This is my first attempt at an expression map for the VSL Synchron Solo Strings Full Library (Violin 1, Viola, Cello 1 only). I’ve always wanted to access all of the articulations in this extensive instrument but found it difficult in Cubase with dozens of articulations and variants. I prefer working with notation rather than a sequencer and I’ve long felt that a scoring program would work well for quick mockups by placing glyphs rather than scrolling through expression lanes and drawing controllers. With Dorico’s 3.5 update I’ve been able to get much closer.

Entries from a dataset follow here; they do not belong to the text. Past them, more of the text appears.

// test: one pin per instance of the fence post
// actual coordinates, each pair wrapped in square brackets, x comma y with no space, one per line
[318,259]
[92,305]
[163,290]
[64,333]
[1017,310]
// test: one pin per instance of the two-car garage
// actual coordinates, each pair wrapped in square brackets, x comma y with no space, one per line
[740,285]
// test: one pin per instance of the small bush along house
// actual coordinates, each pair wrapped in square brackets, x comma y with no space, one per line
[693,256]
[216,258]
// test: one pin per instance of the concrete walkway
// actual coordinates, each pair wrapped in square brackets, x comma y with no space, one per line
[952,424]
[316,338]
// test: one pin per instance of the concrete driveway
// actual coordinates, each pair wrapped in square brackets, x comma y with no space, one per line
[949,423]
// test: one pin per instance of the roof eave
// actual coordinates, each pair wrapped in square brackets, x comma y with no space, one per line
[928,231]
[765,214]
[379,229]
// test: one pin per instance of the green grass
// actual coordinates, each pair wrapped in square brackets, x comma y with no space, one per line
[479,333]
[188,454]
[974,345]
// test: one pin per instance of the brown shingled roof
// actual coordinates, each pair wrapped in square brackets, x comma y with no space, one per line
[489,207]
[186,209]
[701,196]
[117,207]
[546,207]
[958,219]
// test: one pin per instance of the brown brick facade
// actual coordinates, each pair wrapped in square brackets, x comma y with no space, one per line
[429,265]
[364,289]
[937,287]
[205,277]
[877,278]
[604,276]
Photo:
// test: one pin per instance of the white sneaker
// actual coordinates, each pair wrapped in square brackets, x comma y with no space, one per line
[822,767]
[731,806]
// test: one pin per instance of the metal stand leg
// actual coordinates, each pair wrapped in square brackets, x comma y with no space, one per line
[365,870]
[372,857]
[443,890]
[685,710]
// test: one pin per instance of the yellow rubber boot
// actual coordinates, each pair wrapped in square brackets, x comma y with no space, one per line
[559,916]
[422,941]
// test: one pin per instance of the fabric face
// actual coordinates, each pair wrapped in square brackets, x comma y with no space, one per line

Let me say first that one of my goals is to make Dorico conform to the instruments and not the other way around. I’ve added extensive custom playback techniques so I can access everything from the dynamics swells to the scale runs. A problem I have right now is that saving an instrument as as endpoint doesn’t bring back in all the custom playback techniques. So for now if you want to use this then the easiest way is to open it from a Dorico session. It also requires custom presests for the Synchron player which need to be added to you user folder.
To easily give more variety to the performance I have used the new condition rules. The natural is setup with staccato, short and long detaches, and for long notes the sustain with 6 vibrato variations. The legato uses the leg. bow change fast for short notes, leg. bow change slow for med notes, and for long notes the unlooped legato with 3 vibrato variations.
Since there is little control over the placement of the playback techniques I have organized them in other groups. So most of them are in the common folder. Then harmonics/ponticello/tasto in Wind. Glissando/Sul/grace notes in Brass. Scale runs in Unpitched percussion, and attack times-dynamics in Pitched percussion. I’ve know its confusing but I’m open to suggestions on how to organize something like this within the current version.
There is a PDF which hopefully explains how I’ve approached this expression maps. Dynamics are biggest struggle. The controller values don’t seem to be consistent between markings, i.e. mp and mf have a big jump were as mf and f have almost no change. So usually I put in dynamics that work for what I hear and not how a live player would play it.
Hoping the next version of Dorico will continue on this path and add more conditions and a way to organize custom playback techniques.
There is a link to a mockup I made of the first movement of Ravel’s string quartet in F. It is done with all playback techniques and no drawn controller information, however there is extensive use of the tempo track.
This is a work in progress and I hope it can be made much easier to use in the future.
I assume you mean the Synchronized solo strings with the two new instruments here? I’m interested in what you’ve come up with as I’ve done expression maps for all the instruments and am currently writing a string quintet including violin and cello 2. Looks like we’re along the same lines with the standard note lengths except I prefer to include spiccato and specify staccato with the dots. Incorporating various vibrato into the scheme is not something I’d considered yet.
I’ll have a look in couple of days when I’m back at my PC and let you know my thoughts then.
I had a listen to the Ravel mockup and the blank score with EM’s. Is it not possible to actually see the Ravel project itself? I’d then be in a much better position to judge just how different my results would be. I agree entirely with your first point that Dorico should conform to the instruments but wonder if the map needs to be quite this detailed using the full rather than the basic templates as I have done (though modified to pick out a few extras from the full set where I thought it might be worthwhile). On that decision we’ve taken rather different paths. Also you seem to duplicating Vel XF to Expression. I thought this would be a good idea but found it gave difficult to handle dynamics so stuck to VelXF only. It’s easy to adjust the dynamic levels in the dynamic automation lane but no approach is foolproof. The synchron player, despite better general dynamic accuracy than VI, has restricted dynamic range at times – something which has been brought up on the VSL forums. The piece isn’t perhaps an ideal demo for NoteLength control as so much of legato mixed with sost transitions or on the other hand spiccato but not much I could hear in between. Of course seeing what’s been done in the score could mean that this initial impression is not fully correct.
One thing I would certainly do is to use the 2nd violin as it hugely increases the expressive range. I know it’s missing rows of articulations but you can just copy them from vln 1 if you really need them.
I don’t understand your references to other non-string instruments.
Portamenti work fine but you must do a “playback start offset” for the note where the port starts. I use around -5 which works reliably. Very occasionally, you may also need to slightly reduce the length of the previous note as well but I can only think of one example in a 40 minute work with dozens of the things.
It goes without saying that you must disable playback for the notated portamento as well, otherwise the VSL library one cannot kick in.